BOSTON -- The Red Sox and Baltimore Orioles were back at Fenway early Monday morning, ready for their 11:05 a.m. Patriots' Day start roughly 12 hours after they concluded Sunday night's contest. While the annual matinee is special for all involved, there were some tired eyes at Fenway Park.
“This is a quick turnaround. This is a rarity today,” Red Sox manager John Farrell said in his Monday morning media briefing.
Farrell was later asked if the spirit of the day helped to offset the fatigue, to which he smiled and asked a question in return.
“How do you feel this morning? We’re on short rest but the game goes on. We’ll be there,” he said. “I can’t say with bells on, but we’ll be raring to go.”

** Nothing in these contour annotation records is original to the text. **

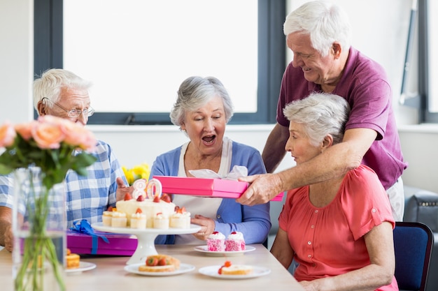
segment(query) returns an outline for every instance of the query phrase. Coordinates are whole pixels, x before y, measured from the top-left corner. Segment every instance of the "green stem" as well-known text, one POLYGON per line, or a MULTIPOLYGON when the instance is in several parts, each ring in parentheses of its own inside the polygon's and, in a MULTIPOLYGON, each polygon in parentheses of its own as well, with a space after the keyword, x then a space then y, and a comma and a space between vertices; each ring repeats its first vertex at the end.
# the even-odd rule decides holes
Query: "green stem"
MULTIPOLYGON (((50 189, 42 187, 41 194, 35 191, 31 171, 29 200, 26 202, 29 214, 29 233, 24 239, 21 264, 15 279, 15 291, 44 291, 44 274, 52 269, 61 291, 66 290, 62 274, 62 260, 58 260, 52 238, 48 235, 46 221, 50 208, 50 189), (31 206, 34 205, 34 207, 31 206), (48 262, 48 264, 45 263, 48 262)), ((63 246, 62 246, 63 247, 63 246)))

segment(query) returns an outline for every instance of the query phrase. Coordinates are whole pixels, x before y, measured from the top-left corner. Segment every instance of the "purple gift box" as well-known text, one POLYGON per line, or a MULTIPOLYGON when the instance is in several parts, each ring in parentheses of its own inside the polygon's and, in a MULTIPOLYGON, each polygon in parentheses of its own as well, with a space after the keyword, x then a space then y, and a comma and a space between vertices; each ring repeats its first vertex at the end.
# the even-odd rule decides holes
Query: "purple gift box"
POLYGON ((113 255, 131 256, 137 248, 137 238, 134 235, 101 232, 94 230, 97 235, 80 233, 68 230, 67 248, 71 253, 87 255, 113 255), (106 238, 108 242, 102 238, 106 238))

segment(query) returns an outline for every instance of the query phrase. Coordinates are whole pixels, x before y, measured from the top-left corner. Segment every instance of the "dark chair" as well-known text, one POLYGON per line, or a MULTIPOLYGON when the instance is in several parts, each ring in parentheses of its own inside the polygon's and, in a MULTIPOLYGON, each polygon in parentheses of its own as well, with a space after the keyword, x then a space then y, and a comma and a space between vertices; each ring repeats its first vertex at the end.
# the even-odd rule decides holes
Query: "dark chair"
MULTIPOLYGON (((403 221, 416 221, 425 224, 434 234, 430 273, 438 271, 438 194, 419 188, 408 189, 412 193, 404 204, 403 221)), ((406 191, 405 191, 406 193, 406 191)), ((429 276, 426 291, 438 290, 438 276, 429 276)))
POLYGON ((432 230, 426 225, 395 223, 395 278, 400 290, 425 290, 433 241, 432 230))

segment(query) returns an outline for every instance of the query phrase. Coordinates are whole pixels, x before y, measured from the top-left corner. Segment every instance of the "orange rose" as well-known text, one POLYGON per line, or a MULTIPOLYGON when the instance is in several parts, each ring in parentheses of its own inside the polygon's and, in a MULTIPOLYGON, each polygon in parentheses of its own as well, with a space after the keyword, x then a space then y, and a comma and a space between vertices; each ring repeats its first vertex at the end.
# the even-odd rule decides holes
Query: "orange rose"
POLYGON ((41 149, 59 148, 65 137, 65 130, 60 120, 50 115, 38 117, 38 122, 32 128, 32 137, 41 149))
POLYGON ((9 147, 14 143, 17 133, 9 122, 0 126, 0 147, 9 147))

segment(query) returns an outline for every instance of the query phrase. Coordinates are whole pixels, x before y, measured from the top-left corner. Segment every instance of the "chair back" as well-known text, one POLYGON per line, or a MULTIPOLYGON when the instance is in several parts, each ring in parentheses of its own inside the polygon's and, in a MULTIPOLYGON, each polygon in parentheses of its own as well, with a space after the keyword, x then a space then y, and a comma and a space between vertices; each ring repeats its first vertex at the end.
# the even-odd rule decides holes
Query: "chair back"
POLYGON ((395 223, 395 278, 400 290, 425 290, 433 241, 432 230, 423 223, 395 223))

Mike Napoli, who was struck in the knee with a pitch in the ninth inning of Boston’s 6-5 win Sunday, slept overnight at the park in the team’s sleep room. Clay Buchholz, Monday’s starter, and John Lackey also stayed at Fenway in order to adjust to the quick turnaround.
The Sox have hosted a game on Patriots’ Day every year since 1959, with the morning start becoming tradition in 1968. This year’s edition comes amid a month that has seen the team go through many emotional ceremonies, off-field events and quirky shifts in the schedule.
The schedule finally begins to achieve some normalcy beginning with a 7:10 p.m. start against the New York Yankees at Fenway Park on Tuesday. That might help the club gain more consistency as well.
“We would hope so,” Farrell said. “At the same time, some of the things you acknowledged are in recognition of the achievements of last year. The schedule is what is it and we have to react accordingly. It’s thrown some body clocks off kilter and in this sport, more than any, routine is critical and it would be a welcome sight to get back to that consistent start time.”
Boston does not play another afternoon game on a weekday until May 15 in Minnesota, and it has four days off in the next 21 days.